Mais signalons dès à présent avec Gabriel Bounoure que cette indépendance n’exclut pas l’insatisfaction, la frustration ontologiques et que les éléments sont impatients de réintégrer une totalité : « C’est là le royaume poétique de Jules Supervielle. Ce monde est plein de fragments d’organes en quête d’une forme spécifique qui les rejoigne, de dimensions en quête d’une forme géométrique les constituant en objets, de sentiments et d’images en morceaux errant à la recherche d’une forme individuelle qui les cimente en personnalité » (Les Cahiers du Sud, n° 101, mai 1928, p. 339).

120.

P. 335.

121.

Cf. Tatiana W. Greene : « Les attributs des êtres et leurs fonctions peuvent exister indépendamment de leurs possesseurs » [C’est l’auteur qui souligne] (op. cit., p. 136).

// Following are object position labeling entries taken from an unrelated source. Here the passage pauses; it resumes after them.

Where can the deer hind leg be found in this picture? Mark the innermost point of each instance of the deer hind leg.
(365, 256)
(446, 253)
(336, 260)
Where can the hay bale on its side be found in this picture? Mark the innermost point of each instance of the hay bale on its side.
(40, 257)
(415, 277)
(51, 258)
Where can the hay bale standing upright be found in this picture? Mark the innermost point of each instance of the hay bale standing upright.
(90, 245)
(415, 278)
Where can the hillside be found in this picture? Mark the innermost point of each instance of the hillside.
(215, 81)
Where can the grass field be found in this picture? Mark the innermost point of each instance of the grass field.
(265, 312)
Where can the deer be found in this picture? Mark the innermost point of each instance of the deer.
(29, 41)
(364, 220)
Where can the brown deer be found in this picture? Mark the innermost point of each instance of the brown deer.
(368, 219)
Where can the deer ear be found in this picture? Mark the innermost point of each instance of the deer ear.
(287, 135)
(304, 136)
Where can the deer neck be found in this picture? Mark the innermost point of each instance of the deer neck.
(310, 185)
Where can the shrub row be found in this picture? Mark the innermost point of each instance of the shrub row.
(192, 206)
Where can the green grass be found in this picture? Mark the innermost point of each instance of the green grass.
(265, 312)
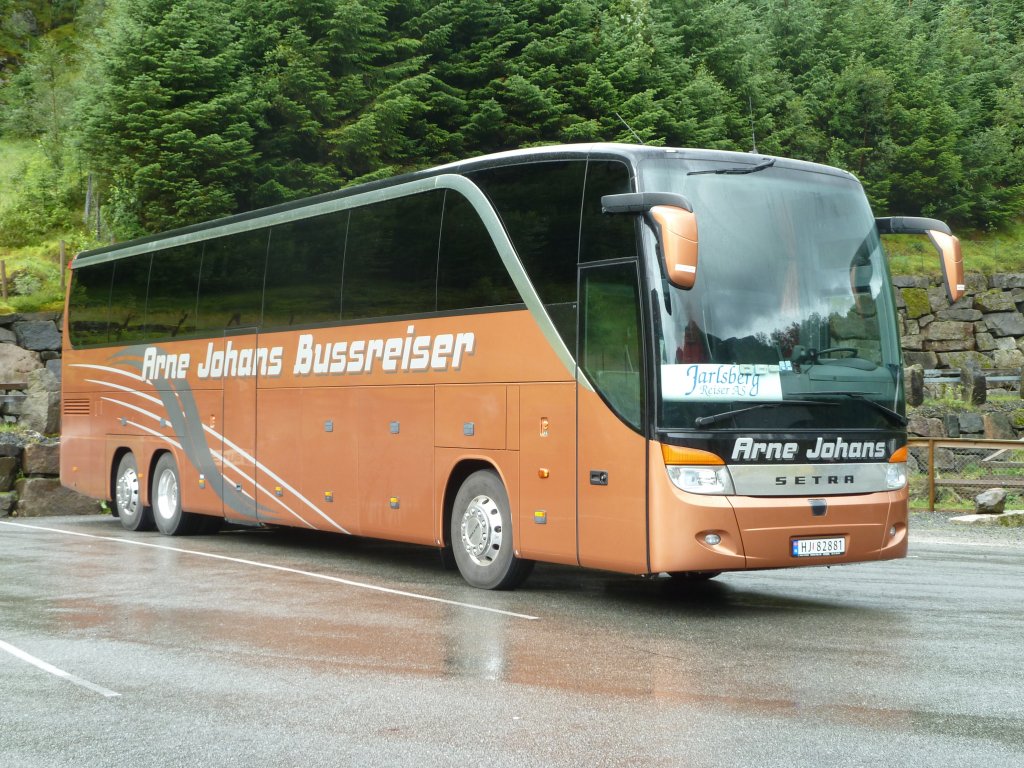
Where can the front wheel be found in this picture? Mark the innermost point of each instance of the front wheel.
(481, 535)
(167, 501)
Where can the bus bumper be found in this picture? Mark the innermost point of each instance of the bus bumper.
(689, 531)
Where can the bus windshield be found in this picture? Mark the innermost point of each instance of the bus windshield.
(791, 323)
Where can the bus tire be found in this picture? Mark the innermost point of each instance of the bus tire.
(481, 535)
(167, 512)
(128, 497)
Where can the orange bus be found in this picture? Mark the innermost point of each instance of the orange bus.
(641, 359)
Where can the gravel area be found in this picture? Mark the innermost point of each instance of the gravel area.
(937, 526)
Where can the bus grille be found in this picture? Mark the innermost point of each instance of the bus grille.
(76, 407)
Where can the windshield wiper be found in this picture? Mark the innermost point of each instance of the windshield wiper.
(706, 421)
(893, 415)
(750, 169)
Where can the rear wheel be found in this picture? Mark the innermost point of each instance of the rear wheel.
(481, 535)
(128, 498)
(167, 501)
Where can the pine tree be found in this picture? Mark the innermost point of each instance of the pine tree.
(169, 125)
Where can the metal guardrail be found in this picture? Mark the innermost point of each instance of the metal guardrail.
(994, 458)
(952, 376)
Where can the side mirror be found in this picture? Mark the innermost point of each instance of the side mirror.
(944, 241)
(676, 225)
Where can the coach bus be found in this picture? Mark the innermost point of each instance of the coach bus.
(642, 359)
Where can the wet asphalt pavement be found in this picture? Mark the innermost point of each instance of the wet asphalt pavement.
(284, 648)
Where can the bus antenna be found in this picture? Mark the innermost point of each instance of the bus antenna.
(754, 137)
(635, 135)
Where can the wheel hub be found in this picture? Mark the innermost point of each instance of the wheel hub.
(167, 495)
(481, 529)
(127, 493)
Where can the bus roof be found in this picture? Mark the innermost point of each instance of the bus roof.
(629, 153)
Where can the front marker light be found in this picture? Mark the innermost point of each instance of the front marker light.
(896, 471)
(696, 471)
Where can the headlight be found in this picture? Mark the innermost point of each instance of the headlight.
(896, 471)
(896, 475)
(696, 471)
(701, 479)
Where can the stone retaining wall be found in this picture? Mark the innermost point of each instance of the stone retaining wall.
(984, 329)
(30, 482)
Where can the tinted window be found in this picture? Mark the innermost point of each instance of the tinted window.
(540, 205)
(131, 279)
(391, 257)
(603, 237)
(230, 286)
(89, 303)
(609, 338)
(170, 310)
(470, 272)
(303, 271)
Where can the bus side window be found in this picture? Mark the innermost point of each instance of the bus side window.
(603, 237)
(391, 257)
(131, 281)
(170, 310)
(470, 272)
(540, 204)
(303, 271)
(230, 286)
(89, 304)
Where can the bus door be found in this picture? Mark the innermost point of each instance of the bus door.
(611, 468)
(239, 429)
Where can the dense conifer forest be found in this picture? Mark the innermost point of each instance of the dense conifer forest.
(123, 117)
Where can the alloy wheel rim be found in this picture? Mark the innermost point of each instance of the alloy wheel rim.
(480, 529)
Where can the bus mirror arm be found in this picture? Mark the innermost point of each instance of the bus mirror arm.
(675, 224)
(944, 241)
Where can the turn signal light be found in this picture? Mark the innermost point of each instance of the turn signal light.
(690, 457)
(899, 455)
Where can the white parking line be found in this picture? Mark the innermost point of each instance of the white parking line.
(282, 568)
(18, 653)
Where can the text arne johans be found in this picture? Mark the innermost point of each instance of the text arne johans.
(398, 353)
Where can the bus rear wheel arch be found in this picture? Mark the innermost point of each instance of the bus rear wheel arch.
(480, 534)
(128, 496)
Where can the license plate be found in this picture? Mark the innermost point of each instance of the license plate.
(819, 547)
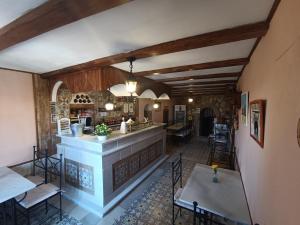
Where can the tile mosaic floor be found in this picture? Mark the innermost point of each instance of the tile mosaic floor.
(150, 203)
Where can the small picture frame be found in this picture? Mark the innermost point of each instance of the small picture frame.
(257, 120)
(131, 108)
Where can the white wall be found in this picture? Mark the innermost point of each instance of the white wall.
(17, 117)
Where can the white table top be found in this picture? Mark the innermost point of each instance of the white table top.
(12, 184)
(226, 198)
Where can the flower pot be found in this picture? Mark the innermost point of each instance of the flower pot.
(102, 138)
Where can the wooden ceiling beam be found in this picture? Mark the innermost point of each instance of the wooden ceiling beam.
(239, 33)
(200, 66)
(199, 94)
(50, 15)
(199, 77)
(206, 82)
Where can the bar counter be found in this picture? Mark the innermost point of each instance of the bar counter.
(97, 175)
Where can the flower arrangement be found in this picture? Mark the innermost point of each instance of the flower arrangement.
(215, 168)
(102, 130)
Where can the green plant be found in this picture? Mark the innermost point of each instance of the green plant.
(102, 130)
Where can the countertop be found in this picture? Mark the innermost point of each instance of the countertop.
(114, 136)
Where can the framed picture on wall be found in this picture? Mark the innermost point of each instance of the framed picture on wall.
(257, 121)
(244, 107)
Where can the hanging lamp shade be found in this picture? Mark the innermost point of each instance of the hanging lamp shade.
(109, 105)
(131, 82)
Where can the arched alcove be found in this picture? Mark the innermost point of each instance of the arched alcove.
(164, 96)
(55, 90)
(120, 90)
(148, 111)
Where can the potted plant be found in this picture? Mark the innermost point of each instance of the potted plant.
(102, 131)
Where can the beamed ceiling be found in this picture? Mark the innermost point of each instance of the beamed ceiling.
(196, 47)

Jacques Borel porte le même jugement sous une forme plus synthétique : « Tout tend à une même volatilisation » (« Supervielle l’évasif », La Nouvelle Revue française, n° 209, Paris, 1er mai 1970, p. 653).

122.

« L’Âme », Les Amis inconnus, p. 310.

123.

« Le Pommier », Les Amis inconnus, p. 302.

124.

« Un pantalon, une tunique et un képi... », p. 90.

125.

« La fervente Kha-Li ne pouvait se consoler de la guerre », p. 72.

126.

Le Forçat innocent, p. 286. Robert Vivier relève quant à lui « les qualifications de la pierre “maugréeuse”, des bois “cauteleux”, d’une nuit “de mauvaise foi” », qu’il explique notamment par « l’habitude de traduire toutes choses en termes de psychologie humaine » (op. cit., p. 190).

127.

« Je sors de la nuit plein d’éclaboussures... », La Fable du monde, p. 376.

128.

« Londres », Le Corps tragique, p. 614.